30 Ağustos’ta yaptığımız savaş sonunda düşmanın ana kuvvetlerini yok ettik.”

27 Ağustos akşama doğru Afyonkarahisar’ın kurtarıldığı haberi Ankara’ya ulaştı.
Yunanlar kurt kapanına sıkışmış ve plan işe yaramıştır.
Nurettin Paşalar, Fahrettin Paşalar, Şevki Paşalar, zafer üstüne zafer alıyordur.
Ankaralılar sevinçlerini paylaşmak için sokakları doldurmuş,
“Yaşasın millet, yaşasın ordu, yaşasın Gazimiz” diye
coşkulu bir sevinç içinde bağırıyordu (Cebesoy, 1957, s. 57).
Büyük Taarruz ve Başkomutan Muharebesi bütün ekonomik zorluklara rağmen
26 Ağustos 1922’de başlayıp beş gün beş gece süren şiddetli çarpışmalardan sonra
düşman kuvvetlerinin büyük kısmının imha edilmesiyle son bulmuştur.
TBMM orduları, Başkomutanın Akdeniz’i hedef gösteren emriyle süratle
İzmir’e doğru ilerleyerek takip harekâtına başlamıştır.
Bu harekât oldukça süratli gerçekleştirilmeliydi.
Çünkü Yunan ordusu kadın, çocuk ve yaşlı ayırmadan öldürerek,
evleri yakarak/yıkarak ilerliyordu.
Hacı İsmail Köyü erkekleri iple bağlanıp yatırılarak
kurbanlık koyun gibi kesildi.
Karadere Köyü'nün kadınlarına tecavüz ettiler.
İmranlar Köyü'nde, ırzlarına geçmek üzere bütün kadınları bir eve topladılar;
kendilerini korumaya çalışanları lime lime doğradılar.
Tekkeler Köyü'nde bacaklarından asılan on beş genç kızı,
insan aklının alamayacağı işkenceler yaparak öldürdüler.
Çınarcık'ta, erkek çocukları, annelerine tecavüz etmeye zorladılar.
Yaptıramayınca hepsini süngülediler.
Kadınların karınlarını yarıp, kundaktaki bebekleri yardıkları karınlarına gömdüler.
Ağva'ya bağlı Çanaklı Köyü'nün kadınlarını bir araya toplayıp soydular.

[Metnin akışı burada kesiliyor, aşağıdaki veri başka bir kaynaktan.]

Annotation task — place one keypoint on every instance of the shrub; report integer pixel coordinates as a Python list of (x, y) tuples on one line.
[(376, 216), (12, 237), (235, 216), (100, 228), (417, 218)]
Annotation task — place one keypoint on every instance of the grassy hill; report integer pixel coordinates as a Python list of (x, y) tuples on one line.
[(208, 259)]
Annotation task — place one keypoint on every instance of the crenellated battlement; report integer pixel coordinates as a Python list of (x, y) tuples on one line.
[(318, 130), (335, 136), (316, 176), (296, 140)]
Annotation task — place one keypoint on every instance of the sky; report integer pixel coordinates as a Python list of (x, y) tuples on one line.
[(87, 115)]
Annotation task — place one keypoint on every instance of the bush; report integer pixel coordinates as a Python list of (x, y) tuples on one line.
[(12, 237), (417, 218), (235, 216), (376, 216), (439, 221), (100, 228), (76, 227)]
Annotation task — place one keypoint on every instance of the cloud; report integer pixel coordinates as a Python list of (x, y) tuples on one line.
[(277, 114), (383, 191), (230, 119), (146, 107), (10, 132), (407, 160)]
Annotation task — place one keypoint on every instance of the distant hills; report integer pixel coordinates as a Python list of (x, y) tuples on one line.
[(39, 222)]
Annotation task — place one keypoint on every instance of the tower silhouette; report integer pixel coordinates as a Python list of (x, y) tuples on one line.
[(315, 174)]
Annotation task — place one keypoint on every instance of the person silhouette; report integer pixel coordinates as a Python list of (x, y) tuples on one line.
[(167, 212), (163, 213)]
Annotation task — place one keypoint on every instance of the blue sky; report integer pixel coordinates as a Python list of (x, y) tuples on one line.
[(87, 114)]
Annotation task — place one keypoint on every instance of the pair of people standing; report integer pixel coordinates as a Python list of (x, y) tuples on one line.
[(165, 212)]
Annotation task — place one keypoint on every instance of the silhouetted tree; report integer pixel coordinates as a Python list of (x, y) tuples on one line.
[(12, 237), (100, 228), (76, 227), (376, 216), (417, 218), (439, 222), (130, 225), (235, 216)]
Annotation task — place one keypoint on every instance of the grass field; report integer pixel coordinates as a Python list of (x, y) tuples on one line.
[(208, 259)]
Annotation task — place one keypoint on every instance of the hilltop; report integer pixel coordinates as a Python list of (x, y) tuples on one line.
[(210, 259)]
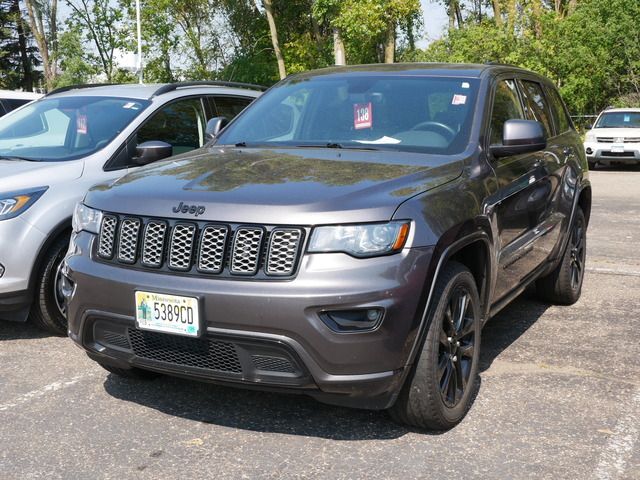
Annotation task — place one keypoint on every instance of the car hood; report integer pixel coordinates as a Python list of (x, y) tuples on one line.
[(276, 186), (19, 174), (616, 132)]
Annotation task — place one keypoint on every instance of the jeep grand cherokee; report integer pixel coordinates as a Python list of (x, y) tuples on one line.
[(347, 237)]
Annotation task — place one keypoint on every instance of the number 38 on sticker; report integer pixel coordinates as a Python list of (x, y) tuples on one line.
[(362, 115)]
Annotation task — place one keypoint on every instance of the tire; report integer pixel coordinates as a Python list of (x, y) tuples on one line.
[(450, 351), (563, 285), (48, 310), (133, 373)]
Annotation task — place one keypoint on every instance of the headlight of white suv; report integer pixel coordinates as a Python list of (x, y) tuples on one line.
[(13, 204), (86, 218), (366, 240)]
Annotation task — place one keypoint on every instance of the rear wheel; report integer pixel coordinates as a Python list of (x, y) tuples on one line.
[(439, 391), (48, 311), (564, 284)]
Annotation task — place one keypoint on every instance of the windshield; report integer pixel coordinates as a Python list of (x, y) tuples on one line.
[(66, 128), (423, 114), (619, 120)]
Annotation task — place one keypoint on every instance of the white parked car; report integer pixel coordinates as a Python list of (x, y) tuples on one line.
[(614, 138), (10, 100), (54, 149)]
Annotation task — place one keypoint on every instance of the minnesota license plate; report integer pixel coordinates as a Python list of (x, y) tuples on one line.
[(167, 313)]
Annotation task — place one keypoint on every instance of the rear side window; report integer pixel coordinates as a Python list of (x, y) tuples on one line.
[(560, 116), (506, 106), (229, 107), (536, 106)]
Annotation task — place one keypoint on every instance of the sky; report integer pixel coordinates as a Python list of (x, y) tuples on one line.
[(435, 21)]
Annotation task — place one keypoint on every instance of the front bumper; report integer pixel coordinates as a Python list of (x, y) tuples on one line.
[(603, 153), (20, 243), (272, 328)]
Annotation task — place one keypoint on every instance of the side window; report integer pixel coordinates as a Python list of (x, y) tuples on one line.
[(506, 106), (229, 107), (180, 124), (536, 106), (562, 120)]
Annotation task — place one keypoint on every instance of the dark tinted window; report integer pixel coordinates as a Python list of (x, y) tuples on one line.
[(180, 124), (535, 104), (230, 106), (506, 106), (561, 119)]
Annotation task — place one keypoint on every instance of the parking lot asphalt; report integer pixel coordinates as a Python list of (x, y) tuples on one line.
[(559, 398)]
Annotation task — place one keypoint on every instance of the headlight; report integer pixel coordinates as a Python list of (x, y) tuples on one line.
[(85, 218), (366, 240), (13, 204)]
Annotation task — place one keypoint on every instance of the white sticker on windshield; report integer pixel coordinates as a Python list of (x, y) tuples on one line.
[(459, 100)]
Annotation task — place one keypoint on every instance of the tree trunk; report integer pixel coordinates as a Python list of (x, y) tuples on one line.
[(27, 71), (274, 38), (390, 43), (338, 48), (497, 12)]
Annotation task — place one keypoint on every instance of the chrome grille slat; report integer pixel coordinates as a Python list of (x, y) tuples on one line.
[(213, 241), (128, 241), (181, 249), (283, 249), (107, 236), (153, 243), (200, 247), (245, 253)]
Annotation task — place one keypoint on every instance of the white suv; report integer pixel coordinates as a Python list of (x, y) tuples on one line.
[(54, 149), (614, 138)]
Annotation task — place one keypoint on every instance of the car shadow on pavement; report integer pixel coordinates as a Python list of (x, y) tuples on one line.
[(298, 414), (20, 330)]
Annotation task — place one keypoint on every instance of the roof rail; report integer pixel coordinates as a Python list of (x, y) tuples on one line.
[(203, 83), (79, 86)]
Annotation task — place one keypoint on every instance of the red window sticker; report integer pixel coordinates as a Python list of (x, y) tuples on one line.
[(81, 124), (362, 115), (459, 100)]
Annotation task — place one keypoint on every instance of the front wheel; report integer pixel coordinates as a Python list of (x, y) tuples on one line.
[(49, 310), (439, 390)]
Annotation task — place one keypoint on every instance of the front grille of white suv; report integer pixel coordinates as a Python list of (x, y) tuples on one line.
[(201, 248)]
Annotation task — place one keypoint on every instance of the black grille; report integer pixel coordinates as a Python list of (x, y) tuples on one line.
[(272, 364), (191, 352), (201, 248)]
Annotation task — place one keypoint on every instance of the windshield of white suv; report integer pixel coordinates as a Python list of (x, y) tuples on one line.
[(65, 128), (619, 120), (409, 113)]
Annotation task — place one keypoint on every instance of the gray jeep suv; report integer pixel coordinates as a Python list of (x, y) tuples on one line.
[(347, 236)]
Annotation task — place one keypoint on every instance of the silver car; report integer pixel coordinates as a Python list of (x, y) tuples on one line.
[(54, 149)]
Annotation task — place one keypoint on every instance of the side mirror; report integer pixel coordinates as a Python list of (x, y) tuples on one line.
[(214, 126), (152, 151), (520, 136)]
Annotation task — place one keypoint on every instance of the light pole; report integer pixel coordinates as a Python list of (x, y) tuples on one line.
[(139, 41)]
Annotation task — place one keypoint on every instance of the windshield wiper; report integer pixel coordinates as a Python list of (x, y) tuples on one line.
[(13, 157)]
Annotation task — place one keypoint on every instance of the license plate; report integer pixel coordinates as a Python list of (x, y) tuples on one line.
[(167, 313)]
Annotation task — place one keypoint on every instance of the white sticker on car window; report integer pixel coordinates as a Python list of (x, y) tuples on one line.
[(459, 100)]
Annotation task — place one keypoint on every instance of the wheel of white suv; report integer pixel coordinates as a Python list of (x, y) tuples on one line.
[(48, 311), (439, 390), (564, 284)]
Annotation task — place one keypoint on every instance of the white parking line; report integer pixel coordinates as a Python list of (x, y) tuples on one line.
[(618, 449), (41, 392)]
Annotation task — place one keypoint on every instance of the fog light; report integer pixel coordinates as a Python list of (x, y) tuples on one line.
[(356, 320)]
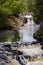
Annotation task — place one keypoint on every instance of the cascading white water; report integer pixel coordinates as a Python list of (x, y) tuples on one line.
[(26, 32)]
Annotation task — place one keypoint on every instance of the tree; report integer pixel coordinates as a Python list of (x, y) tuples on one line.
[(38, 12)]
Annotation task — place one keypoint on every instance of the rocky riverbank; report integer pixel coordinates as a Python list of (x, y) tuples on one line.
[(20, 54)]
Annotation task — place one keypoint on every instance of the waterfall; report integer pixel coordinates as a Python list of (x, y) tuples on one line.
[(27, 31)]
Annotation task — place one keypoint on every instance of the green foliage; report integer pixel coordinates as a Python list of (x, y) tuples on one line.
[(38, 12)]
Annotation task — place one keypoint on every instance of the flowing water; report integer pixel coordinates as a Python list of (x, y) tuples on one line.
[(27, 31)]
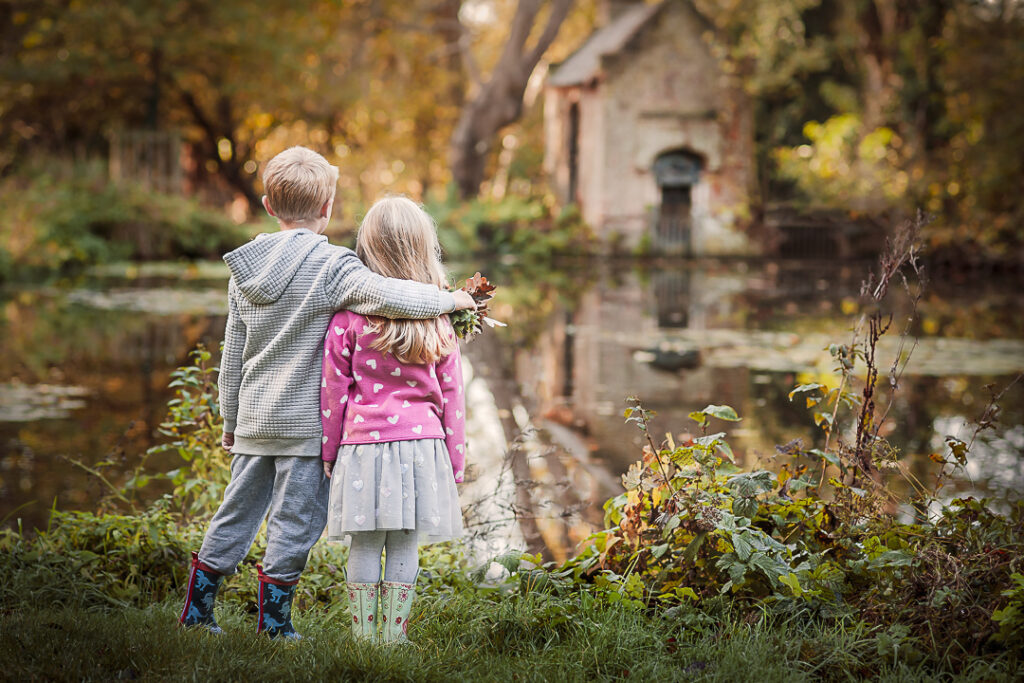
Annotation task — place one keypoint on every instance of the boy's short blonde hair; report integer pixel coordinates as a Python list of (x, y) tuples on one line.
[(298, 182)]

Çırılçıplak halde kocalarının katledilişini izlemeye zorlanan kadınlar,
sonrasında toplu tecavüze uğradılar.
Küpelerini almak için kulakları, bileziklerini almak için bilekleri,
yüzüklerini almak için parmakları kesildi; acıyla kıvranarak can verdiler.

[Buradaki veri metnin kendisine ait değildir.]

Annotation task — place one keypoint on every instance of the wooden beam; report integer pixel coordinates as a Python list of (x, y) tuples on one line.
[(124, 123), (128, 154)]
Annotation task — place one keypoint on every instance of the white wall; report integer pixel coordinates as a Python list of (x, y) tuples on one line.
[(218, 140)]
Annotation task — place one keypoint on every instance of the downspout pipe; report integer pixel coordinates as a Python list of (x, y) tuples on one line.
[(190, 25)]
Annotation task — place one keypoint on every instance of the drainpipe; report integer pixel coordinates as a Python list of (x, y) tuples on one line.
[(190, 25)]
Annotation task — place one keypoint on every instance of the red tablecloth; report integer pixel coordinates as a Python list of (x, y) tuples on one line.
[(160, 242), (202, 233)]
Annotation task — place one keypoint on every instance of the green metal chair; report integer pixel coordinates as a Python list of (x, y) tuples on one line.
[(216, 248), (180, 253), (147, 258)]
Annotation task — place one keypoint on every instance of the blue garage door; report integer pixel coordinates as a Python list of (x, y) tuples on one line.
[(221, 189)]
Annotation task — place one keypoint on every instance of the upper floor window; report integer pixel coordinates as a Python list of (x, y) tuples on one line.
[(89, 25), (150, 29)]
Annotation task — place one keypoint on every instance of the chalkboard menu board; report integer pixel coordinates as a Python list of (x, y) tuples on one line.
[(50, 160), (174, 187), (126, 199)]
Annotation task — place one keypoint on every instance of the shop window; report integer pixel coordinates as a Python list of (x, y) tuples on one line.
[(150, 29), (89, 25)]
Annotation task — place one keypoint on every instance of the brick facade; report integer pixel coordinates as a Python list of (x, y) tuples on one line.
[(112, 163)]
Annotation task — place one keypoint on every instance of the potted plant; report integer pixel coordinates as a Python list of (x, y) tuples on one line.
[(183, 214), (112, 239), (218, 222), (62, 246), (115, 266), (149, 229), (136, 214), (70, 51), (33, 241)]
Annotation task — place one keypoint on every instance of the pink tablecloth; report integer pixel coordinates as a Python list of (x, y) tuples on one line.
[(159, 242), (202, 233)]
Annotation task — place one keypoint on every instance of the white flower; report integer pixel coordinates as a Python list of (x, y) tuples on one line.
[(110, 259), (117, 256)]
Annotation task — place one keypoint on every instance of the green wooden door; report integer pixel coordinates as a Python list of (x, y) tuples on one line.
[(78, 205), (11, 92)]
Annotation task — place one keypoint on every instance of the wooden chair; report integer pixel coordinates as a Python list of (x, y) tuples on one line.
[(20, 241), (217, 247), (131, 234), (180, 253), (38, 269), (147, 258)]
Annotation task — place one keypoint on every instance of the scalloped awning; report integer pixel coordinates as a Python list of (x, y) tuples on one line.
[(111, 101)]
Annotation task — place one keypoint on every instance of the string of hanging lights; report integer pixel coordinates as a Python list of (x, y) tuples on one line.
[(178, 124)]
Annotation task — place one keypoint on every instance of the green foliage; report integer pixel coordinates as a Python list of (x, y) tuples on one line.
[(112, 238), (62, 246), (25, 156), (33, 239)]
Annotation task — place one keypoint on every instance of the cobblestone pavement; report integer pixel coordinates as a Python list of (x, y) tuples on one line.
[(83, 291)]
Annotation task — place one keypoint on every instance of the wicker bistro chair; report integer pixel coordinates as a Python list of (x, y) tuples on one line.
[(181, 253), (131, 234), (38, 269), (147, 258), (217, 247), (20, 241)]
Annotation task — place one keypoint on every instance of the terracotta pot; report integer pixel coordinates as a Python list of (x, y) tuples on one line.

Yaşanan zulmün en ağır boyutlarını görmek isteyenler Yakup Kadri’nin
Millî Savaş Hikâyeleri adlı kitabını da okuyabilir…
Bu nedenle piyadelerle ile süvariler aynı günde 9 Eylül’de İzmir’e girdi.
Birileri “Keşke Yunan kazansaydı” ihanetine düşerken,
Yunan kazansaydı bunların daha kaç katı yaşanırdı kim bilir?
Türk ordusu takip harekâtında kat edilen yaklaşık 400 kilometrelik mesafeyi,
motorlu birliklerle değil sırtında 17 kg savaş yükü taşıyan yaya piyade ve süvari birlikleriyle
10 gün gibi kısa bir zamanda alarak Harp Tarihi’ne “Yıldırım Harbi” örneği vermiştir.
Mustafa Kemal Paşa ise 31 Ağustos’ta
muharebe meydanında gördüğü manzarayı şöyle anlatıyordu:
“Muharebe meydanını dolaştığım zaman, ordumuzun ihraz ettiği zaferin azameti ve
buna karşılık, hasım ordusunun uğradığı felaketin dehşeti beni çok duygulandırdı.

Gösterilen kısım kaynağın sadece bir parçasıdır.